Wildlife officers downplay coyote attacks in Frisco
Ryan Summerlin September 1, 2009
SUMMIT COUNTY – Recent reports of coyotes attacking dogs around Frisco haven’t yet reached the Colorado Division of wildlife, but biologists with the agency said the rash of recent sightings does not signify a coyote problem.
The animals are common inhabitants of the high country, said Sean Shepherd, a wildlife manager for the state agency. They thrive in connection with human populations. Since wolves were extirpated from Colorado, coyotes don’t have any natural predators to keep their number in check.

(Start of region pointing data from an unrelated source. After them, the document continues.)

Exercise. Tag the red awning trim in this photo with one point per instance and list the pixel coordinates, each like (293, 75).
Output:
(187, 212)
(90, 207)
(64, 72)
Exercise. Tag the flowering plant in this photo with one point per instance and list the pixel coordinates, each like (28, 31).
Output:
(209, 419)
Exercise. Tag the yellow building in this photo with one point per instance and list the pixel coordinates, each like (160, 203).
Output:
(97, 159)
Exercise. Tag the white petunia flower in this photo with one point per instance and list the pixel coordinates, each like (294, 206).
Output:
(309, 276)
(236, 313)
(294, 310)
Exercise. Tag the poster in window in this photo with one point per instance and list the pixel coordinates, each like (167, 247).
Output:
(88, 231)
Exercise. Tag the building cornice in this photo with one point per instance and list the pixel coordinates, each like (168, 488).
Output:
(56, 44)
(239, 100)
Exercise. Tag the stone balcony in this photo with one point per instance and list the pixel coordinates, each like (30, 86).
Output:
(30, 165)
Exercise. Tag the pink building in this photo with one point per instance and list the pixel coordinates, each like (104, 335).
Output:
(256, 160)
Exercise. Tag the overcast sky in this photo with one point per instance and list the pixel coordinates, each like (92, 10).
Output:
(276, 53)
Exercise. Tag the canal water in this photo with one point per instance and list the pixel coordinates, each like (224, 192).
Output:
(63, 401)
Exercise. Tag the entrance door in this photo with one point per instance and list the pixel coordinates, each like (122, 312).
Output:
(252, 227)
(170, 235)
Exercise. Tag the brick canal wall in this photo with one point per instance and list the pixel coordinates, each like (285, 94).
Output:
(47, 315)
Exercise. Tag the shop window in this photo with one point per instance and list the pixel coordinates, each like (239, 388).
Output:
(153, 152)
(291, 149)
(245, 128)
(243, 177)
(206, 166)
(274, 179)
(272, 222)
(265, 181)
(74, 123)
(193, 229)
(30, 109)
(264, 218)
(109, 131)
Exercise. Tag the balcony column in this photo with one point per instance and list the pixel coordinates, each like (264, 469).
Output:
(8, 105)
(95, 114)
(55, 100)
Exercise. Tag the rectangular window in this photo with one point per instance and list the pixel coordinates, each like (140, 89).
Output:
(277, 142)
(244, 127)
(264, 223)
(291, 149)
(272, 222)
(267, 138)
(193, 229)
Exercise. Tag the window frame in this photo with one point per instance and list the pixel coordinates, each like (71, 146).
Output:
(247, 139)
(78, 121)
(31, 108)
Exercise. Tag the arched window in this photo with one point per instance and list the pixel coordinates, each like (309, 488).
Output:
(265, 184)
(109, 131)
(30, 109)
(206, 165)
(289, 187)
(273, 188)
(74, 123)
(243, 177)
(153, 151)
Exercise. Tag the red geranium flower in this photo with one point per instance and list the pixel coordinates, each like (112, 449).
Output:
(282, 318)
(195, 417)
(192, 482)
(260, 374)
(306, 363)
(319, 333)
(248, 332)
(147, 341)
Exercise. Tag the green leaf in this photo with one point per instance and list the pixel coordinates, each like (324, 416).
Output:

“I haven’t heard anything about attacks,” Shepherd said. Earlier this year, members of a den of coyotes on the Frisco peninsula were behaving aggressively toward dogs, he added.
“In every case, it was a problem because the dogs were off-leash, plus they probably had pups,” Shepherd said, referring to defensive behavior on the part of the wild animals.
The recent hearsay reports are of coyotes brazenly attacking dogs, raising concerns similar to last winter, when coyotes were suspected of killing several pets near Breckenridge.
Shepherd said there are no indications that there has been unusual wildlife activity. Most of the problems can be avoided if people take proper precautions to protect their pets.
That means keeping dogs on a leash out in the woods and not letting cats hang out in coyote-hunting territory, he explained.
Coyotes are extremely adaptable animals and rapidly adjust to changing conditions. In the past, wildlife managers have found that coyote populations can actually expand rather than decline in response to eradication attempts. As a result, a variety of lethal and non-lethal control methods are used to manage populations and control damage.
Shepherd said that local coyotes have been become very accustomed to having humans around.
“Out in eastern Colorado, where they’re still hunted, coyotes run when they see people,” he said.